The First Cut may be the Deepest

Getting ready for the first Fed Rate Cut!

Fed Chair Powell is no Cat Stevens or Rod Stewart, but there’s a good chance he’ll be singing this tune today… The First Cut is the Deepest!

There is almost always an element of surprise surrounding every Fed Meeting - particularly when there is a cut or a hike in play. We never know until we know.

This time around the markets are trying to make things even more interesting. What started out as a simple start to the long-awaited normalization cycle may actually turn into an easing cycle. By default, 25bps or 0.25% was supposed to be the first cut. Yet now, the market is convinced that things are much worse in the US economy and the Fed is already behind the curve. They’re looking for 50bps or 0.50%.
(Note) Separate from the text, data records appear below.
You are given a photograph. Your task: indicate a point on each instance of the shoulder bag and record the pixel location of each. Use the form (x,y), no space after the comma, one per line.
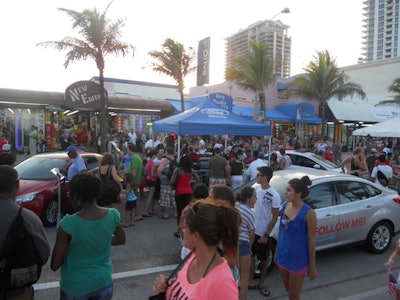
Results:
(110,188)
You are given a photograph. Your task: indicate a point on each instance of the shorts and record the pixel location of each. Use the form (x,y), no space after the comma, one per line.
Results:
(151,183)
(130,205)
(303,271)
(244,248)
(261,250)
(166,197)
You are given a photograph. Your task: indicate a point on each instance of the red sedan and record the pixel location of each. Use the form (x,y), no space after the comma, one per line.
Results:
(38,189)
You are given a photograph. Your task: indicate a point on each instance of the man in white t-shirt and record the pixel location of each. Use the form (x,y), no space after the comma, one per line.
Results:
(251,171)
(201,148)
(132,136)
(385,169)
(152,143)
(267,212)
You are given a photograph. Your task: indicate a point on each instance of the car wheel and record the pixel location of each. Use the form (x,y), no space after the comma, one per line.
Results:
(270,260)
(49,213)
(379,237)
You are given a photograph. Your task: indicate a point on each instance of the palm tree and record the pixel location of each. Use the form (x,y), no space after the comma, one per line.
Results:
(253,72)
(394,88)
(322,81)
(174,61)
(98,37)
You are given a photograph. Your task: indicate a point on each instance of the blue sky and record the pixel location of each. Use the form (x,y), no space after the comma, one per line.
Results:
(315,25)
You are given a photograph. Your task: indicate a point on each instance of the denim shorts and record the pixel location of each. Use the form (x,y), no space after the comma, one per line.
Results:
(105,293)
(244,248)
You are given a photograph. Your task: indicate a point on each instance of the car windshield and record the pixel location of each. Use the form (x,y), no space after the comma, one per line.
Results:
(38,168)
(325,161)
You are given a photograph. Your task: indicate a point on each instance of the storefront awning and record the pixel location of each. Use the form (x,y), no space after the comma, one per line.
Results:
(30,99)
(243,111)
(132,105)
(300,112)
(277,115)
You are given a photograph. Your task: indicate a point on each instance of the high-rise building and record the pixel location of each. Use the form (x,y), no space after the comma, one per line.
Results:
(381,29)
(274,33)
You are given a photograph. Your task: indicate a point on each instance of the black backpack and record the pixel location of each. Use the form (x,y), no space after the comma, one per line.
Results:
(382,178)
(20,262)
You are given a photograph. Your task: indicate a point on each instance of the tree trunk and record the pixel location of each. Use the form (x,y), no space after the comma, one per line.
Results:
(262,107)
(182,100)
(103,114)
(323,117)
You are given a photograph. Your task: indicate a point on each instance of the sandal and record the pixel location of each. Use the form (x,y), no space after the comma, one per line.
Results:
(264,292)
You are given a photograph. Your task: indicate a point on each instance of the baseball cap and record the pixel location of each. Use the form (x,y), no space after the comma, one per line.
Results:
(71,149)
(6,147)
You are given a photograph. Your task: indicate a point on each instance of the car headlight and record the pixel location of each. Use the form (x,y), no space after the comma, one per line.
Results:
(26,198)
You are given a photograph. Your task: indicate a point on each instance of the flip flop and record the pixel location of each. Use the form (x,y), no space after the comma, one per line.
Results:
(264,292)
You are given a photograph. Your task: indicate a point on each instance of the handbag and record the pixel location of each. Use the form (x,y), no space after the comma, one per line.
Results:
(110,188)
(363,174)
(162,296)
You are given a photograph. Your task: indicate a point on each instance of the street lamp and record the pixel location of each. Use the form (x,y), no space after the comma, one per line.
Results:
(286,10)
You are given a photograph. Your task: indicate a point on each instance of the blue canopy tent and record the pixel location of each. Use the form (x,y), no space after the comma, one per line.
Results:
(209,119)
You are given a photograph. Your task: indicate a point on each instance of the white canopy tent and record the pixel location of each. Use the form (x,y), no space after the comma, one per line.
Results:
(388,128)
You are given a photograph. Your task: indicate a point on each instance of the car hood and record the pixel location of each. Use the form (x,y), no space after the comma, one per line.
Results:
(33,186)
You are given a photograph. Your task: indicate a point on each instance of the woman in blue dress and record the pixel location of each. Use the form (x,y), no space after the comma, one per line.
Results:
(295,253)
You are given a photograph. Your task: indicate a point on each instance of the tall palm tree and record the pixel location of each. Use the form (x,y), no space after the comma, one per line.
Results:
(98,37)
(254,72)
(394,88)
(322,81)
(174,61)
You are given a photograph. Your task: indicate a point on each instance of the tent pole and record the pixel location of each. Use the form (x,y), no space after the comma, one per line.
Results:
(179,147)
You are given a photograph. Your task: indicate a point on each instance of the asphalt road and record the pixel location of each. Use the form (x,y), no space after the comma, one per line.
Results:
(347,273)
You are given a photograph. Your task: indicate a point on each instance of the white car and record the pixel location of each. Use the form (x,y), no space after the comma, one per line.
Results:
(349,209)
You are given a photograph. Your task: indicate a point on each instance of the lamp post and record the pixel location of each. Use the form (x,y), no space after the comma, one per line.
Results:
(286,10)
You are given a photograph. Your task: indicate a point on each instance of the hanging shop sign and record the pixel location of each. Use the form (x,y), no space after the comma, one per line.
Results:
(83,95)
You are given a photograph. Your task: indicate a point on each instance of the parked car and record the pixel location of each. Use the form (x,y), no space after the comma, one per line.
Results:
(310,160)
(349,209)
(38,189)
I posted a version of this chart on Monday and it’s still relevant. Both Yields and Commodities are pricing in a more dire situation signalling that they should do a jumbo-sized cut. And it is all about the economy. Yesterday’s US Retail Sales number saw yields reprice marginally higher because we saw a positive number where a negative one was expected. The idea is that the consumer is still strong and GDP growth will not tank.
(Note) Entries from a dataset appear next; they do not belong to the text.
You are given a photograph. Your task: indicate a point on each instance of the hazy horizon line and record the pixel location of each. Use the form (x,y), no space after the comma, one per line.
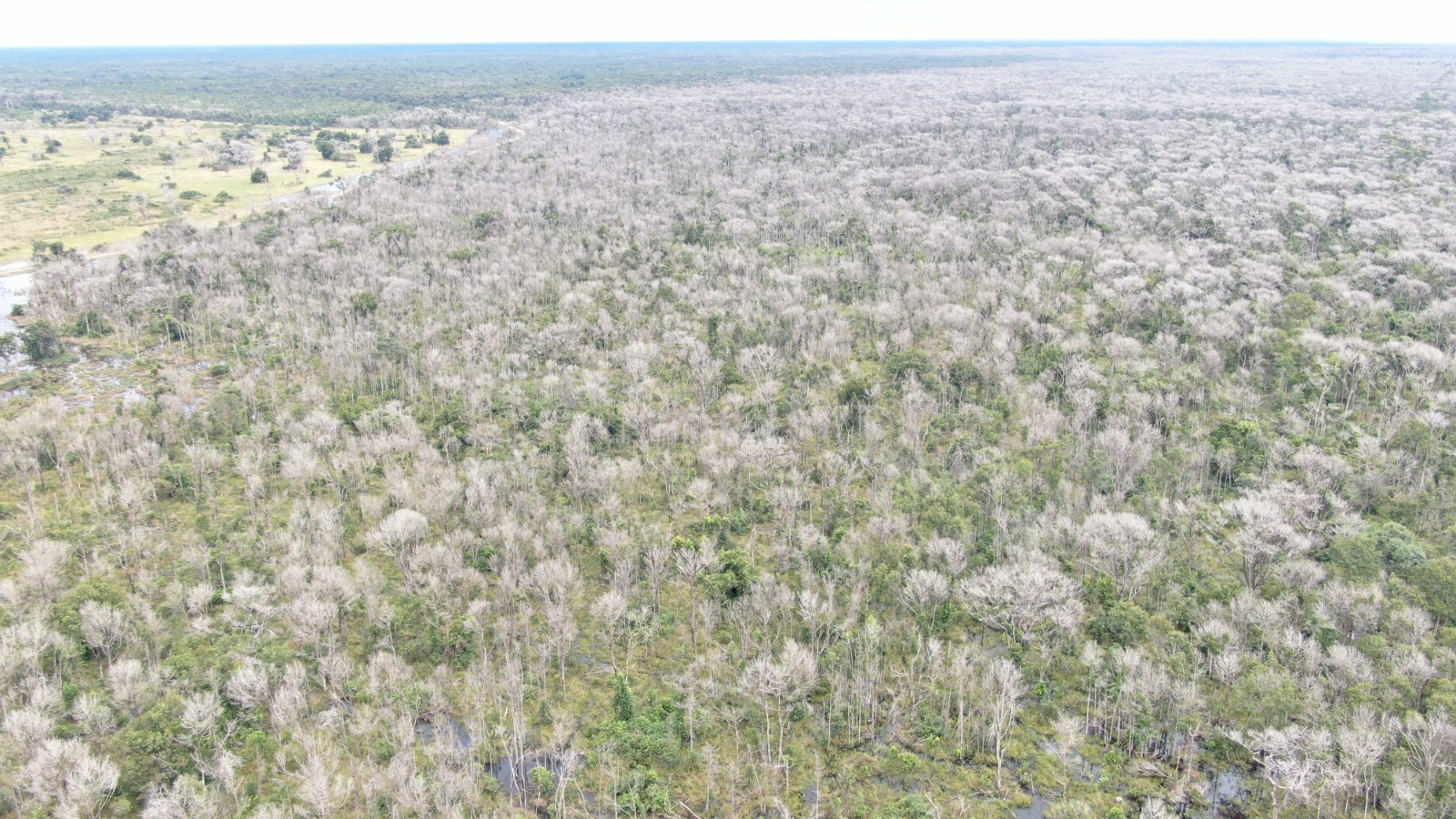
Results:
(794,41)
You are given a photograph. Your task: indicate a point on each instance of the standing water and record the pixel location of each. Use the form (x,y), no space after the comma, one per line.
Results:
(14,292)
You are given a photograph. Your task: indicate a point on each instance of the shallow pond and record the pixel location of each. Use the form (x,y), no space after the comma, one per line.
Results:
(14,290)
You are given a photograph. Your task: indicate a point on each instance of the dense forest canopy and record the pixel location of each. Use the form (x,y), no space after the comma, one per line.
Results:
(327,85)
(1069,436)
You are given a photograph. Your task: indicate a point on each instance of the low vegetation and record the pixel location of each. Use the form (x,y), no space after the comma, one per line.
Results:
(98,182)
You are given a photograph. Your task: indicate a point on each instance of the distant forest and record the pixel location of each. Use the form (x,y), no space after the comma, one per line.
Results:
(344,84)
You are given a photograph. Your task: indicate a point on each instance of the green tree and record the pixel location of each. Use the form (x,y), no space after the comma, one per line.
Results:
(41,341)
(623,703)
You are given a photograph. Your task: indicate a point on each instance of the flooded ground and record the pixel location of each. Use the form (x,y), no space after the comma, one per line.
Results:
(14,292)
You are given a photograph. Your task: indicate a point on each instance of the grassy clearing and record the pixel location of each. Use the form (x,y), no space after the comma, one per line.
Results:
(111,181)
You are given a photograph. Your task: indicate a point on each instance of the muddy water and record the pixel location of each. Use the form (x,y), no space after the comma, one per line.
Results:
(14,290)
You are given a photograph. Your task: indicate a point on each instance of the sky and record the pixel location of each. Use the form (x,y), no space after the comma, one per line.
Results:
(188,22)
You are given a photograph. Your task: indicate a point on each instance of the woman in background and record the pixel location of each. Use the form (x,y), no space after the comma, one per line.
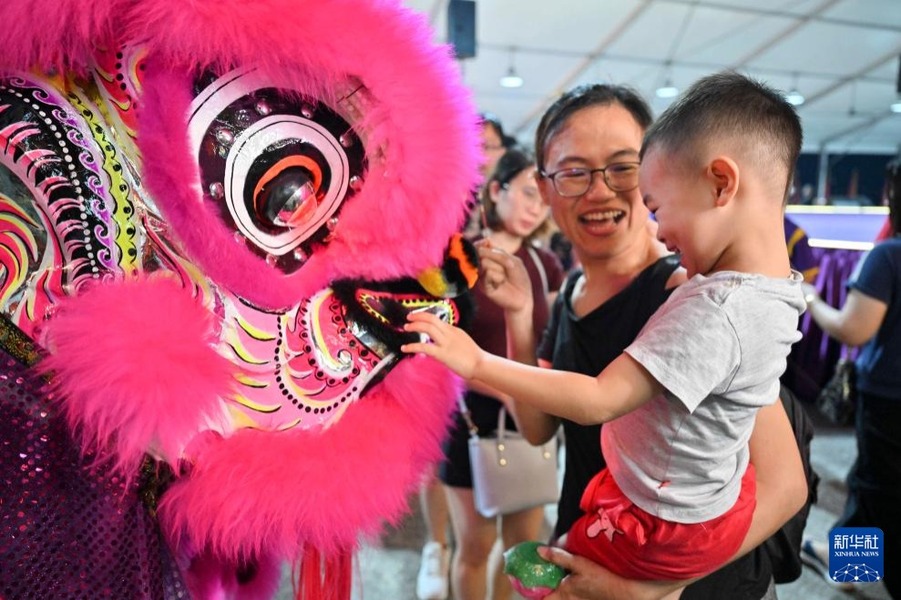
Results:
(514,215)
(871,318)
We’ve got a few developed market Central Banks that have already cut 50bps, but every one of them started with 25bps. We’ve already had 2 cuts from the ECB, Bank of Canada, Swiss National Bank, and the Riksbank, and now the market presumes that the Fed is falling behind.

And yet no one is looking at the difference in GDP Growth. The US is far above the rest.
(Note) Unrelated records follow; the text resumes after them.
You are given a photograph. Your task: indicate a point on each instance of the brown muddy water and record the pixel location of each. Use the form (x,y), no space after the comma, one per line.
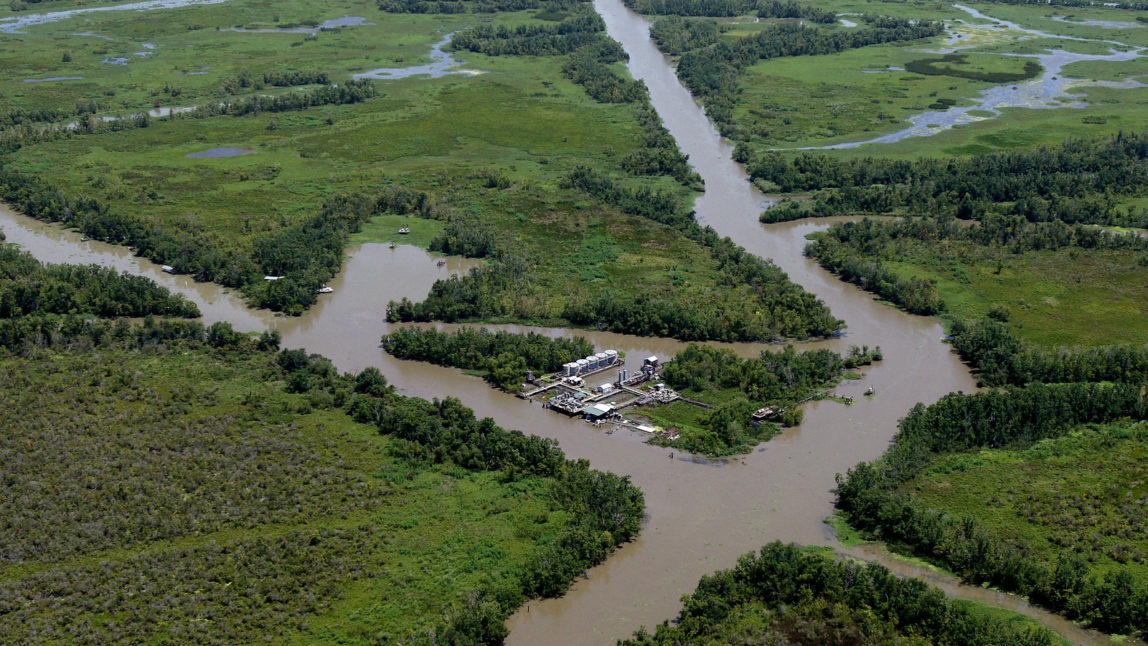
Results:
(702,515)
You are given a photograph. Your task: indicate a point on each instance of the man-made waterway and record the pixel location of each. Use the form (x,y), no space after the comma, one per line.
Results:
(443,64)
(702,515)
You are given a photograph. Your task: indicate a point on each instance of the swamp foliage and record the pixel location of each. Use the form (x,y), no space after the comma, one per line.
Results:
(877,497)
(29,286)
(300,496)
(504,357)
(767,304)
(785,594)
(713,72)
(738,387)
(863,253)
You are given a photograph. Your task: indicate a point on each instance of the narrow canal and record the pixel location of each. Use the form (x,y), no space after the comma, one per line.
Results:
(702,515)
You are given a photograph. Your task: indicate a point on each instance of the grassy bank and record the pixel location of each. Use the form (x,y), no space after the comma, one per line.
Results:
(868,92)
(476,155)
(210,490)
(1079,493)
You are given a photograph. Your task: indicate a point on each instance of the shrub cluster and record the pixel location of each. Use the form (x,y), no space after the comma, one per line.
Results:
(869,496)
(801,597)
(503,356)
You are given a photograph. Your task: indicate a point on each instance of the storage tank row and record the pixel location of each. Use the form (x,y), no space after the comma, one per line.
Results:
(590,364)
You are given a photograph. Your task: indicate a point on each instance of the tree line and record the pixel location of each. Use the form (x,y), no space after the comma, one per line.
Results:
(247,79)
(781,308)
(869,497)
(307,253)
(852,264)
(674,34)
(1075,181)
(503,356)
(798,596)
(605,510)
(713,74)
(730,8)
(474,6)
(31,287)
(589,54)
(856,251)
(533,39)
(1000,358)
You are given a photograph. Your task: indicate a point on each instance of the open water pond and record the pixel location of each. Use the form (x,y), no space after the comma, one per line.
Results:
(1106,24)
(222,152)
(1049,91)
(443,64)
(334,23)
(18,23)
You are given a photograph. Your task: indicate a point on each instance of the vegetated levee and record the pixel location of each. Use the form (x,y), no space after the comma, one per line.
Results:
(1007,488)
(758,285)
(498,181)
(503,357)
(789,594)
(1079,180)
(172,481)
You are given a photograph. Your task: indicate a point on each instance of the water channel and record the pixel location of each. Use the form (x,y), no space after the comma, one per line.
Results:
(702,514)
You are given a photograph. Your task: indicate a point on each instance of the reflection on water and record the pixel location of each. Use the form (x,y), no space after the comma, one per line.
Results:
(18,23)
(699,518)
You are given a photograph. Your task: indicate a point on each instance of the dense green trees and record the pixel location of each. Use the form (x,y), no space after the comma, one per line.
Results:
(713,74)
(729,8)
(870,499)
(797,596)
(853,264)
(1000,358)
(1073,183)
(504,356)
(83,469)
(30,287)
(473,6)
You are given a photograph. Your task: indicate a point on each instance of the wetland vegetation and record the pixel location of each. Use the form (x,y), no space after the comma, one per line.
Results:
(167,480)
(785,594)
(327,507)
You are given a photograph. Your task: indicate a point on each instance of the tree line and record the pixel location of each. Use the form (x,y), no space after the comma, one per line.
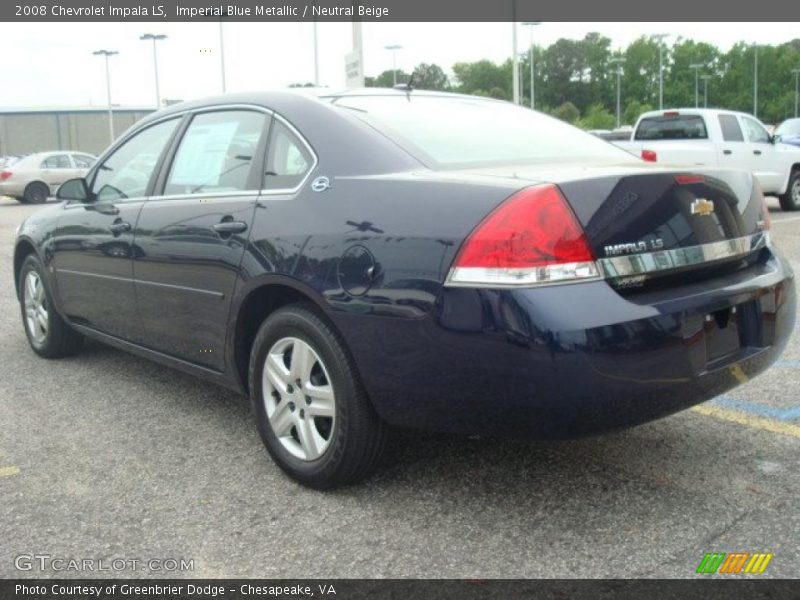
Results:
(576,80)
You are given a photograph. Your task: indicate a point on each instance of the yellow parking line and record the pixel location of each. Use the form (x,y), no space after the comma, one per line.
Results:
(748,421)
(9,471)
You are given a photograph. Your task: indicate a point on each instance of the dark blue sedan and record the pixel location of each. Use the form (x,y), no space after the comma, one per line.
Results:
(402,258)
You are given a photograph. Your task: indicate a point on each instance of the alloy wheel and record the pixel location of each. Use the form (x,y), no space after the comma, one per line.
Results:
(35,301)
(299,398)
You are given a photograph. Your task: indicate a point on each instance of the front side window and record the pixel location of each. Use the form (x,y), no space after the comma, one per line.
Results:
(57,161)
(288,160)
(216,153)
(731,132)
(790,127)
(127,172)
(755,131)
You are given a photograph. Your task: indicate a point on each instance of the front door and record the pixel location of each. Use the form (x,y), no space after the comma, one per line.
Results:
(192,236)
(94,247)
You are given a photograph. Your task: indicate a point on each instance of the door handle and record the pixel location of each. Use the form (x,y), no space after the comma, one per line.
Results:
(230,227)
(118,227)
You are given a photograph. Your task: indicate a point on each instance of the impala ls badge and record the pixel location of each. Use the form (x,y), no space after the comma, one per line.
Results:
(320,184)
(702,207)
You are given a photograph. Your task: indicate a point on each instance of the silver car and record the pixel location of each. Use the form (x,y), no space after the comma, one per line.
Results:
(36,177)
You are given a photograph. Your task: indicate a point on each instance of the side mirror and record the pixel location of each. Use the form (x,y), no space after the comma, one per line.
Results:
(74,190)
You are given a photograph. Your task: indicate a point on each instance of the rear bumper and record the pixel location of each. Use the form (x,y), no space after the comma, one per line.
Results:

We’ve had several hints from various sources that the Fed is also entertaining a cut of 50bps:

  • Nick Timiraos of the Wall Street Journal

  • Bill Dudley (former Fed member)

  • Lael Brainard (former Fed Vice Chair)

  • WSJ Chief Economic Commentator

So now we have a situation where the market is most likely expecting a 50bp cut and if the Fed decides to start with 25bps, that may cause some disappointment.

Bottom line here: The market wants a 50bp cut at this stage and if the Fed goes ahead with it, the market will see this as a signal that the Fed is willing to do what it takes to get ahead of a deteriorating labor market, avoid a recession, and engineer a soft landing.